When Tim Cook became Apple CEO in August 2011, he stepped into one of the most difficult jobs in business. Steve Jobs had just resigned, Apple was already one of the world’s biggest technology companies, and many questioned whether anyone could keep the company moving forward.
Fifteen years later, Cook leaves behind an Apple that is far larger, more profitable, and more influential than the one he inherited.
Under Cook, Apple’s market value climbed from around $350 billion to several trillion dollars, making it the first company in the world to hit $1 trillion, then $2 trillion, then $3 trillion in market capitalization. At one point in 2025, Apple briefly crossed the $4 trillion mark.
Cook also expanded Apple far beyond the iPhone. During his time as CEO, Apple launched Apple Watch, AirPods, HomePod, AirTag, Vision Pro, Apple TV+, Apple Arcade, Fitness+, and Apple News+. Apple Watch went on to dominate the smartwatch market, whilst AirPods became one of Apple’s most successful products ever.
One of Cook’s most important decisions was moving the Mac away from Intel processors and onto Apple Silicon. The transition began in 2020 and gave Apple full control over Mac chips for the first time. The result was faster performance, better battery life, quieter devices, and tighter integration between hardware and software.
Cook also transformed Apple’s services business into a major part of the company. When he became CEO, Apple’s business was still heavily built around hardware sales. Since then, Apple Music, Apple TV+, iCloud+, Apple Pay, the App Store subscription model, and Fitness+ have all become major revenue streams. Apple’s services division now generates tens of billions of dollars every quarter.

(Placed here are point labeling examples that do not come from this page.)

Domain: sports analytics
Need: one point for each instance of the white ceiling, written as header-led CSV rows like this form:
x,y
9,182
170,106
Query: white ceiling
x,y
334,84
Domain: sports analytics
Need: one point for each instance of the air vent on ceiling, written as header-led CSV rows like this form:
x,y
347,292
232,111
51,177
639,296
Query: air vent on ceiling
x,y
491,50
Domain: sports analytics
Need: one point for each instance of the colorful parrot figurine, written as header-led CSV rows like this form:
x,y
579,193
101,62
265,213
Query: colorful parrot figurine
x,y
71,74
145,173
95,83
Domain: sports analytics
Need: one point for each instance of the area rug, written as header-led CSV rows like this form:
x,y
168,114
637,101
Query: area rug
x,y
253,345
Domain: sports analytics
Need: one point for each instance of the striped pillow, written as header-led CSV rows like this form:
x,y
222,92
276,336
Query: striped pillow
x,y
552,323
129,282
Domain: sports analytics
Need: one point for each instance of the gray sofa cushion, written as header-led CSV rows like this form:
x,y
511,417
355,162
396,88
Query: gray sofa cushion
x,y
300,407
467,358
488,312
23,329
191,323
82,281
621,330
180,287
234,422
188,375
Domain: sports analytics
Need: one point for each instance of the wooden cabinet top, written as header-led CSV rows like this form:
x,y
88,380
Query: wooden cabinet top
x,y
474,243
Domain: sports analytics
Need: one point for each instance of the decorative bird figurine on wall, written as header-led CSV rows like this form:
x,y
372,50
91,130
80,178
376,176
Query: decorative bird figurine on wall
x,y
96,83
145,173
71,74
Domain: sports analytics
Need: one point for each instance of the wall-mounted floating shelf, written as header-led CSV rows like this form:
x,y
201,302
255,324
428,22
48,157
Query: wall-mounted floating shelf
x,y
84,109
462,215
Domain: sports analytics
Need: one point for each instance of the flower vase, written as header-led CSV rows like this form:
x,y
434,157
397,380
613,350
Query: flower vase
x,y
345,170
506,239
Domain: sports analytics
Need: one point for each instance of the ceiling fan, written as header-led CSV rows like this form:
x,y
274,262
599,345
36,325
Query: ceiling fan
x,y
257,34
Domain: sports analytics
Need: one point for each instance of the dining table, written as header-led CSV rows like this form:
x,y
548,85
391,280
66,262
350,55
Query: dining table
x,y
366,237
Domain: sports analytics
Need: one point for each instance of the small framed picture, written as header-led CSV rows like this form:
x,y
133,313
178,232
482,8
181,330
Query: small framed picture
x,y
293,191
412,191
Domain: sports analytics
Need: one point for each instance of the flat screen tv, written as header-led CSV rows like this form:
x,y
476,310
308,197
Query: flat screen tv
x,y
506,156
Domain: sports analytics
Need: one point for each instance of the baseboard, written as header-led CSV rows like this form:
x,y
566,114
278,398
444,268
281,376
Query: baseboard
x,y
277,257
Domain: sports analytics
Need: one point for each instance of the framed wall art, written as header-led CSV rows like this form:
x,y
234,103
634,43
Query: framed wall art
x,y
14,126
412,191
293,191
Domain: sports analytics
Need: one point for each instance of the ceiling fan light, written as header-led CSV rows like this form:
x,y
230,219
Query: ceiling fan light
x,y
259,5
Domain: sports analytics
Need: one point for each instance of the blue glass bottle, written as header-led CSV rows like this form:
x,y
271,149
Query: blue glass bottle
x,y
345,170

Away from products, Cook became known for improving Apple’s operations and supply chain. His background in logistics helped Apple scale up manufacturing, reduce waste, manage inventory more efficiently, and support some of the biggest product launches in the world. Apple’s supply chain strength became one of its biggest advantages under Cook.

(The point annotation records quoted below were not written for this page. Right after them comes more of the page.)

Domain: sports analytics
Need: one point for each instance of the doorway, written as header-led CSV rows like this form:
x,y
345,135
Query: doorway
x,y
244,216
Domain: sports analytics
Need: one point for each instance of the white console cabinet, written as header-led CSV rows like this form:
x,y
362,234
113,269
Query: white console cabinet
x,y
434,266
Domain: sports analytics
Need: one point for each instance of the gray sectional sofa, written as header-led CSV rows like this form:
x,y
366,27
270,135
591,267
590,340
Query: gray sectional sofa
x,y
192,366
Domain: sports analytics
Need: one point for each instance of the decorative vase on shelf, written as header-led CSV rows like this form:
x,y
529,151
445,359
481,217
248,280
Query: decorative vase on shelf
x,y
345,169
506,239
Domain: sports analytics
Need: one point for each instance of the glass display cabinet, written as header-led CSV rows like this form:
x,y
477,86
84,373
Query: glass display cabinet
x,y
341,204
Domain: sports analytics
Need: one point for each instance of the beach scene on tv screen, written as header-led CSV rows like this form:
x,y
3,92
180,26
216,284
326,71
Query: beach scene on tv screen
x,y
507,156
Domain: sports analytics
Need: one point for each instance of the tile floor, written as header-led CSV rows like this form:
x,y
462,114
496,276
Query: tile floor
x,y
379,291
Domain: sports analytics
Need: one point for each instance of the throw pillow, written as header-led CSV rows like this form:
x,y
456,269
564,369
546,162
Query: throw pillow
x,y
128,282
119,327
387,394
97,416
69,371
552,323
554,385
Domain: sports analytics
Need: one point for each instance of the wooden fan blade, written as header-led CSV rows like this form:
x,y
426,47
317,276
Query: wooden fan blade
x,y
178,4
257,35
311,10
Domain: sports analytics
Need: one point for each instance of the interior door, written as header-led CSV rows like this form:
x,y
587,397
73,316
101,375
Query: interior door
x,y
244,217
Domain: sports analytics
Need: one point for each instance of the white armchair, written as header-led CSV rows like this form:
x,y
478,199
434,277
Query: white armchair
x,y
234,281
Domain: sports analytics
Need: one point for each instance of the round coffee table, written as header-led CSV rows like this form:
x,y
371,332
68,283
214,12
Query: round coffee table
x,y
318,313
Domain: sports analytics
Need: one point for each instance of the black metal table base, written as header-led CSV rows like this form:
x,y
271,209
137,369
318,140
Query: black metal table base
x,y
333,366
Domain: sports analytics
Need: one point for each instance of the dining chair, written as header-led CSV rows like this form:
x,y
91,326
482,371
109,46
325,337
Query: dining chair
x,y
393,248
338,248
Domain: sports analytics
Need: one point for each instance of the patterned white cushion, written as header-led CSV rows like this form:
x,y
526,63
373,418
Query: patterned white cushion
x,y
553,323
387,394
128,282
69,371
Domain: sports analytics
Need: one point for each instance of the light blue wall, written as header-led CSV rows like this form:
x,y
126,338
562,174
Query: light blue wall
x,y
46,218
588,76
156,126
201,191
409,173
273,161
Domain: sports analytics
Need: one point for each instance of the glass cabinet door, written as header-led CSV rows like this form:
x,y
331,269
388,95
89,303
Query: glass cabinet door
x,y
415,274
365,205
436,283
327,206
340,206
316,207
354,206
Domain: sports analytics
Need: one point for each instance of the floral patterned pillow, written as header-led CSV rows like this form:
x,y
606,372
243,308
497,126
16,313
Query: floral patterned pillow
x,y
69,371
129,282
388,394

Privacy became another major part of Cook’s legacy. Apple increasingly positioned itself as the tech company that protects user data, adding features like App Tracking Transparency, on-device AI processing, end-to-end encryption, and stronger privacy controls across iPhone, iPad, and Mac. Cook regularly described privacy as a “fundamental human right.”
Cook also pushed Apple heavily into sustainability. During his time as CEO, Apple committed to becoming carbon neutral across its entire business and supply chain by 2030, expanded the use of recycled materials in products, and invested in recycling programs including Daisy, the company’s iPhone recycling robot.
Beyond Apple itself, Cook became a much more public figure than many expected. He became the first openly gay CEO of a Fortune 500 company in 2014 and used his position to speak about equality, privacy, education, climate change, and human rights.
While Steve Jobs will always be remembered as the visionary behind products like the iPhone and iPad, Cook’s legacy is likely to be building Apple into a stronger, richer, and more stable company than ever before. He may not have reinvented Apple, but he turned it into the most valuable business on the planet.